My questions start with who sells a BMS that I can use and do I need 1 or 12 separate BMS's for this pack design?

Also how would I go about charging a pack such as this? Would I charge as a whole or each of the 12 packs separately? What kind of charger is specifically designed for LiFePO4 batteries?

The reason I chose the 18650's is that I needed to create a rather special shaped series of packs to fit in a well designed package to keep the weight of the batteries as low in the frame as possible for handling characteristics.
80% of the batteries will be stored in a sealed Alloy case mounted below the wheel axle centerlines making the bike "feel" much lighter while under motion than it truly is.
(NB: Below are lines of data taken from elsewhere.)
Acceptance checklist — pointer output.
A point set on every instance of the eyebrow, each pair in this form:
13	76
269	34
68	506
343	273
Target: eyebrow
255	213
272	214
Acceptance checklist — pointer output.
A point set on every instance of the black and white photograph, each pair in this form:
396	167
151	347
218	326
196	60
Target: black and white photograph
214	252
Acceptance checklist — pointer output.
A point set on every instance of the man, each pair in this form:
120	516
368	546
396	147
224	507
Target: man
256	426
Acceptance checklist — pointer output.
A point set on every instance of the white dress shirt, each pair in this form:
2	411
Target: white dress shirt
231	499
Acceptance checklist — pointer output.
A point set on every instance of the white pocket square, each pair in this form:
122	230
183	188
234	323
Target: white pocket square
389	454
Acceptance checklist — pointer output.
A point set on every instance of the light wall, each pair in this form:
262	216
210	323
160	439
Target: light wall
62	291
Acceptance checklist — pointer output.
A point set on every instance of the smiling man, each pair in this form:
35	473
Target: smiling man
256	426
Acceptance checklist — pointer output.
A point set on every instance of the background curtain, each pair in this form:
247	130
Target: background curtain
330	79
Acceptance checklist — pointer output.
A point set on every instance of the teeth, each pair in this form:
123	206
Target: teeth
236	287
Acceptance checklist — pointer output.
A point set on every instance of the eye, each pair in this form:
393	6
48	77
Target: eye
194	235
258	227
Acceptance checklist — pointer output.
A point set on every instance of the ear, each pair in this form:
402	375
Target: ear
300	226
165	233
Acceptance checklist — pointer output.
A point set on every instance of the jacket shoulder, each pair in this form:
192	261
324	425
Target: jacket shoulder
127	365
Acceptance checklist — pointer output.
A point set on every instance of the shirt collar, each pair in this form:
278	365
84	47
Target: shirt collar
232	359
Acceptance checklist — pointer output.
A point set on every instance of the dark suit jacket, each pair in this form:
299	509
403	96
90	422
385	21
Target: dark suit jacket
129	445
Once the prototype is finished and I have some time to do some testing I will figure out if the 36v system is ideal or a larger 48v or 72v system will be needed. So far it has been a real blast building this bike, sorry I don't have any pictures just yet but as things come together a bit more I will post some. 

I'm also in the process of writing a book detailing how to build a complete custom cruiser bicycle from concept to cruising. It will include chapters on basic bicycle theory and geometry; frame and fork design; frame building; molded fake gas tanks; spoked wheel building; paint, polish, and anodizing; and final assembly. Also included will be a whole multi chapter section on building your creation into an electric assisted cruiser. I'm hoping to have the book finished by sometime early next Spring and will be available through Amazon books.

Thanks in advance for everyones help. later Travis


----------